In an industry where most real estate private equity managers position themselves as passive capital allocators, Youssef Sbai is doing something fundamentally different: he's operating the assets himself.
As Managing Director and Portfolio Manager at Katch Investment Group, Sbai has built a European real estate platform that doesn't just invest in projects - it develops them, manages them, and controls every stage of the value chain. From hiring project managers and contractors in Spain to developing student accommodation towers in central London, Katch's approach represents a hybrid between traditional investment management and direct real estate operations.
"If you are just an equity investor, you don't have control, you don't have decisions and you don't lead the process of asset management," Sbai explains. "It's going to be very difficult to lead the success of each project that we are investing in or developing."

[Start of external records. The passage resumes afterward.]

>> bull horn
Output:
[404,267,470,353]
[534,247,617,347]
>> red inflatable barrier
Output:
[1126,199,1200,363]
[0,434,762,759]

This isn't about taking operational control for its own sake. It's about creating information advantages, catching problems early, and ensuring that business plans actually get executed - not just underwritten in Excel models that bear little resemblance to reality.
From Advisory to Execution: EUR 2 Billion in Transaction Experience
Sbai's path to Katch Investment Group reads like a masterclass in European real estate private equity. After completing his master's degree in corporate finance and investment banking, he started his career at Catella, the Swedish-turned-German real estate firm, before moving to CBRE's valuation side advising institutional investors across Europe.
But valuation work wasn't enough. "I wanted to focus on the investment side," Sbai recalls. He moved to a boutique investment firm where he advised major institutional investors - including Primomial (now PRAEIMIA), one of France's largest REITs - on acquisitions across France, Germany, and Spain.
The numbers from that period are striking: "We managed to invest over one and a half or two billion euros at the time for them between the different countries," Sbai notes. As investment manager leading the French market while supporting deals in Germany and Spain, he wasn't just analyzing opportunities - he was originating deals, leading underwriting, and supporting closings across multiple jurisdictions.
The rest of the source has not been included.